Are we all that sick?
If you have something seriously wrong with you, say heart disease, you’re much better off trusting the expertise of a medical professional rather than choosing your medications like you would a soft drink. For a lot of these other ailments, may I suggest just sucking it up? “enjoy life!” exhorts an ad for allergy medication, as the allergy sufferer (after popping a pill) goes for a bike ride or plays in yard with their grandchildren. I’ve had allergies all my life, don’t take pills, and somehow manage to hike, garden, and visit the park, and yes, enjoy life, albeit with a wad of kleenex in my pocket. Or how about those antacid ads telling you to go ahead and eat that greasy pizza and then pop a Prilosec? If greasy pizza gives you indigestion, maybe your body is trying to tell you something–like “that’s not good for you, don’t eat it”.
There seems to be an American attitude, encouraged by pharmaceutical companies, that nothing is supposed to hurt, one bit, ever. That every ounce of physical or emotional pain must be banished , even at the risk of far greater injury (as evidenced by that voice over of side effects).

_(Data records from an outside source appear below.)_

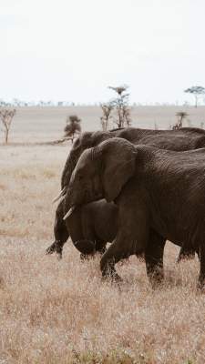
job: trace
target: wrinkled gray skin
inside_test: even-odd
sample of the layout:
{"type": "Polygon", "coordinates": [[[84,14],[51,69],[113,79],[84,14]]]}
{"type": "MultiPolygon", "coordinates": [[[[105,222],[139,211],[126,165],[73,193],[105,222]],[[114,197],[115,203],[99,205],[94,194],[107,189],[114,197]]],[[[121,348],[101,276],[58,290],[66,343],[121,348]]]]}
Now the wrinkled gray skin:
{"type": "Polygon", "coordinates": [[[69,236],[75,247],[81,252],[81,258],[104,253],[107,242],[112,242],[118,231],[118,207],[105,199],[78,207],[66,220],[63,219],[64,202],[56,211],[54,225],[55,242],[46,249],[52,254],[52,248],[62,258],[62,249],[69,236]]]}
{"type": "MultiPolygon", "coordinates": [[[[89,132],[83,133],[74,143],[73,147],[67,157],[61,177],[61,187],[68,187],[72,172],[84,150],[96,147],[102,141],[112,138],[121,137],[133,144],[144,144],[155,146],[162,149],[170,150],[190,150],[205,147],[205,132],[202,129],[183,127],[179,130],[151,130],[138,128],[121,128],[110,132],[89,132]]],[[[57,223],[60,227],[62,222],[57,223]]],[[[64,231],[62,231],[62,236],[64,231]]],[[[58,232],[60,236],[60,229],[58,232]]],[[[64,242],[59,237],[58,245],[63,248],[64,242]]],[[[57,250],[57,244],[53,243],[47,249],[50,253],[57,250]]],[[[179,256],[179,261],[183,258],[194,258],[193,249],[186,250],[183,248],[179,256]]]]}
{"type": "Polygon", "coordinates": [[[113,138],[84,151],[65,206],[105,197],[118,207],[117,238],[102,256],[102,275],[119,279],[115,264],[145,252],[152,282],[163,278],[165,239],[200,251],[205,288],[205,148],[173,152],[113,138]],[[136,224],[138,221],[138,224],[136,224]]]}

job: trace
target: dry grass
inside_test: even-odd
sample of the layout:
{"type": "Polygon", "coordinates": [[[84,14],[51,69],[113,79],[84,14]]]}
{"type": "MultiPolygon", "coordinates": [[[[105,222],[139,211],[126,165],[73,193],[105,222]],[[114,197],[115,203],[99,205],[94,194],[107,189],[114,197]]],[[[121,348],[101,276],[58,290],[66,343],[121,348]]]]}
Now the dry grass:
{"type": "MultiPolygon", "coordinates": [[[[133,106],[132,126],[135,127],[168,128],[177,121],[176,113],[189,114],[183,126],[200,126],[204,122],[205,106],[133,106]]],[[[62,137],[67,115],[77,114],[82,119],[82,130],[101,128],[99,106],[20,107],[12,122],[9,141],[15,143],[42,142],[62,137]]],[[[113,127],[112,125],[110,127],[113,127]]],[[[116,127],[116,125],[115,126],[116,127]]],[[[0,142],[4,135],[0,135],[0,142]]]]}
{"type": "Polygon", "coordinates": [[[70,243],[61,262],[45,256],[67,147],[0,153],[0,363],[204,364],[197,259],[177,267],[168,244],[165,284],[152,291],[135,257],[118,265],[119,288],[70,243]]]}

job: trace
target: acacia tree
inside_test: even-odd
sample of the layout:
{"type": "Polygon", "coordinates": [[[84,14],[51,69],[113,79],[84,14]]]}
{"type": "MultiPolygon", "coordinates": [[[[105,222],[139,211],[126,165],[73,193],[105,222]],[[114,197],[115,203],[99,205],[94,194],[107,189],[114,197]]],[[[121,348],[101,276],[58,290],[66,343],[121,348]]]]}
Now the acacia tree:
{"type": "Polygon", "coordinates": [[[117,113],[117,118],[114,118],[114,123],[118,125],[118,127],[124,127],[125,125],[129,126],[131,124],[130,108],[128,106],[129,94],[126,93],[128,86],[125,85],[118,87],[108,86],[108,88],[118,94],[117,97],[111,101],[117,113]]]}
{"type": "Polygon", "coordinates": [[[81,132],[81,119],[77,115],[70,115],[67,117],[67,125],[64,128],[65,136],[70,137],[73,143],[76,135],[81,132]]]}
{"type": "Polygon", "coordinates": [[[176,114],[176,116],[178,118],[177,123],[172,126],[172,129],[179,129],[180,127],[182,127],[182,123],[183,120],[189,116],[189,114],[186,113],[186,111],[179,111],[176,114]]]}
{"type": "Polygon", "coordinates": [[[192,87],[187,88],[184,92],[191,94],[195,97],[195,107],[198,106],[199,97],[205,94],[205,88],[201,86],[193,86],[192,87]]]}
{"type": "Polygon", "coordinates": [[[5,107],[0,108],[0,119],[2,120],[2,124],[4,126],[5,144],[8,143],[8,134],[10,131],[13,117],[15,113],[16,110],[15,108],[5,108],[5,107]]]}
{"type": "Polygon", "coordinates": [[[100,107],[103,112],[103,116],[100,117],[102,129],[103,131],[107,131],[108,128],[109,121],[112,119],[111,113],[114,108],[114,106],[111,102],[109,102],[108,104],[100,104],[100,107]]]}

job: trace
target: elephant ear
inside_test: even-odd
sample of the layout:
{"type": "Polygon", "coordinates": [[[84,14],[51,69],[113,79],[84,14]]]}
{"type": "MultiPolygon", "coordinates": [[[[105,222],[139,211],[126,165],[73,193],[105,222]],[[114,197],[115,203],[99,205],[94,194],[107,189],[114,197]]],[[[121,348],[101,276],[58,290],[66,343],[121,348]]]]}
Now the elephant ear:
{"type": "Polygon", "coordinates": [[[110,202],[134,175],[137,151],[128,140],[114,137],[101,144],[101,153],[103,189],[106,200],[110,202]]]}

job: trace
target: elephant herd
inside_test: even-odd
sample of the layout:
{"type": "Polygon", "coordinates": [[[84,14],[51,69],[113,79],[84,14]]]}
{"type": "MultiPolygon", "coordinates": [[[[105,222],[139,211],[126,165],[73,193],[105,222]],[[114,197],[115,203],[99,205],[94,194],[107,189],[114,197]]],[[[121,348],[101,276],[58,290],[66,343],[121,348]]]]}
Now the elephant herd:
{"type": "Polygon", "coordinates": [[[115,264],[143,256],[151,284],[163,279],[166,240],[179,260],[200,258],[205,288],[205,131],[121,128],[83,133],[61,177],[55,242],[70,237],[81,257],[99,252],[103,278],[120,280],[115,264]],[[107,248],[107,243],[111,243],[107,248]]]}

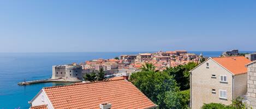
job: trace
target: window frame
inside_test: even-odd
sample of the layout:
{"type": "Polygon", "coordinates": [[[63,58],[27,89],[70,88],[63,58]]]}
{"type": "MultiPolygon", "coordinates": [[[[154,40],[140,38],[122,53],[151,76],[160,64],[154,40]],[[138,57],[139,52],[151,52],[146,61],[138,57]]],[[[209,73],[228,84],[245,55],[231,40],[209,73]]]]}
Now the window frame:
{"type": "Polygon", "coordinates": [[[219,81],[222,82],[228,82],[228,77],[225,75],[221,75],[219,76],[219,81]],[[223,80],[221,80],[222,76],[223,77],[223,80]],[[226,81],[224,81],[224,77],[226,77],[226,81]]]}
{"type": "Polygon", "coordinates": [[[209,62],[206,62],[206,68],[209,68],[210,67],[209,67],[209,62]]]}
{"type": "Polygon", "coordinates": [[[212,88],[212,93],[216,94],[216,89],[215,88],[212,88]]]}
{"type": "Polygon", "coordinates": [[[221,98],[221,99],[228,99],[227,98],[227,93],[228,93],[228,92],[226,91],[226,90],[223,90],[223,89],[219,89],[219,98],[221,98]],[[221,91],[222,91],[222,95],[223,95],[223,92],[225,92],[225,97],[221,97],[221,91]]]}

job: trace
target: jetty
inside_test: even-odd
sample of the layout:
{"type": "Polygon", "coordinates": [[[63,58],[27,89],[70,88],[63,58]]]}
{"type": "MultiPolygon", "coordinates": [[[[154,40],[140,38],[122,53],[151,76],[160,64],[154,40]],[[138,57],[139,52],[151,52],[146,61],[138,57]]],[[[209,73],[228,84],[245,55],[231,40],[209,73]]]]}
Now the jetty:
{"type": "Polygon", "coordinates": [[[58,82],[58,81],[66,81],[63,80],[62,79],[43,79],[43,80],[34,80],[34,81],[29,81],[24,82],[19,82],[19,85],[31,85],[32,84],[36,84],[36,83],[41,83],[41,82],[58,82]]]}

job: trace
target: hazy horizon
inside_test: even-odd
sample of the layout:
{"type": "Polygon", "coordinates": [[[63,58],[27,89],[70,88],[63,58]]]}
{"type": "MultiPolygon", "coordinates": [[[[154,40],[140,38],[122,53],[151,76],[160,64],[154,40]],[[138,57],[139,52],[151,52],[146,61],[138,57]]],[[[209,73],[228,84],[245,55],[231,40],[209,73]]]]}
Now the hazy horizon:
{"type": "Polygon", "coordinates": [[[255,1],[1,1],[0,53],[254,51],[255,1]]]}

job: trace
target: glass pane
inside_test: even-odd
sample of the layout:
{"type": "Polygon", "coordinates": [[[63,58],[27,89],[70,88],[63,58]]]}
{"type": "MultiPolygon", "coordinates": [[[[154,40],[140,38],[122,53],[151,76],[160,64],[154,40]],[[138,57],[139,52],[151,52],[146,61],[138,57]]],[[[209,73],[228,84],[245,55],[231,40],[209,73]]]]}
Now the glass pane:
{"type": "Polygon", "coordinates": [[[223,97],[223,92],[222,91],[219,91],[219,97],[223,97]]]}
{"type": "Polygon", "coordinates": [[[227,91],[223,91],[223,97],[227,98],[227,91]]]}

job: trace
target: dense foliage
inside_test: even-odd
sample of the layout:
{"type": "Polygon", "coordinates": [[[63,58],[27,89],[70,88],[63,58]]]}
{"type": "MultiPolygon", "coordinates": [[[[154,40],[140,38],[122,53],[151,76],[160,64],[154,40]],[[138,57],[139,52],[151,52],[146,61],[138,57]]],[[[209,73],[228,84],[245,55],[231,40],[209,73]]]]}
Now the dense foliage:
{"type": "Polygon", "coordinates": [[[178,84],[181,91],[189,89],[189,70],[198,66],[195,62],[189,62],[187,65],[178,65],[175,67],[167,68],[164,72],[173,76],[178,84]]]}
{"type": "Polygon", "coordinates": [[[83,78],[85,81],[94,81],[97,80],[97,75],[94,72],[92,72],[90,74],[84,75],[83,78]]]}
{"type": "Polygon", "coordinates": [[[130,81],[159,108],[189,108],[188,72],[197,65],[190,62],[159,72],[153,65],[146,63],[141,72],[131,75],[130,81]]]}
{"type": "Polygon", "coordinates": [[[100,68],[99,72],[96,74],[94,72],[92,72],[90,74],[86,74],[83,76],[85,81],[103,81],[105,80],[105,73],[103,69],[100,68]]]}
{"type": "Polygon", "coordinates": [[[105,73],[103,68],[100,68],[99,72],[97,74],[97,80],[103,81],[105,80],[105,73]]]}

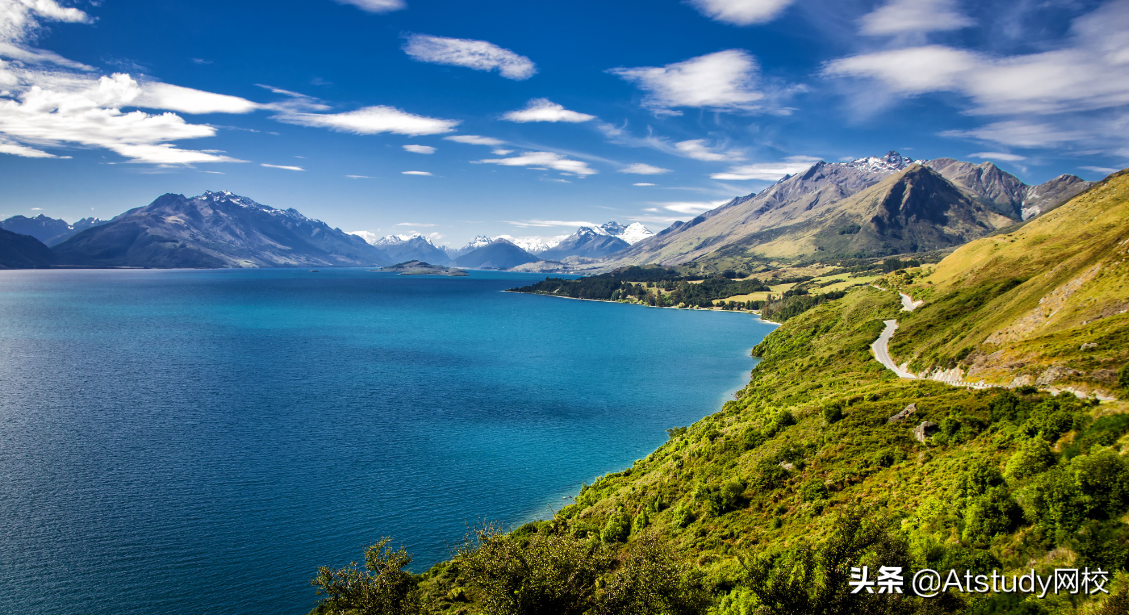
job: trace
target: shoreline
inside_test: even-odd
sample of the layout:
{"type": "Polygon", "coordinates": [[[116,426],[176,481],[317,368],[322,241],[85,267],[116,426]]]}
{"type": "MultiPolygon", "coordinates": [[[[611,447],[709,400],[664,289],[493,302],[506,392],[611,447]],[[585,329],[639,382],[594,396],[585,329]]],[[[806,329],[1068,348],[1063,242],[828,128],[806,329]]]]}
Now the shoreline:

A recent study showed that women taking incontinence drugs have a SIXTY PERCENT higher risk of cognitive decline. This is the type of incontinence that causes urinary urgency and some leakage when you cough or sneeze. Apparently the drugs that affect the urinary pathway are anticholinergics, which affect blood levels of acetylcholine, a neurotransmitter in the brain. Now this leakage is embarrassing and annoying, but it can be controlled with exercises or in severe cases minimally invasive surgery. You can also wear a pantiliner. All this sounds better than a sixty percent higher risk of cognitive decline, doesn’t it?
You’d have to be suffering from cognitive decline to be attracted by that ad for Cialis where the happy couple romps through fields and drinks champagne only to end up in…separate bathtubs.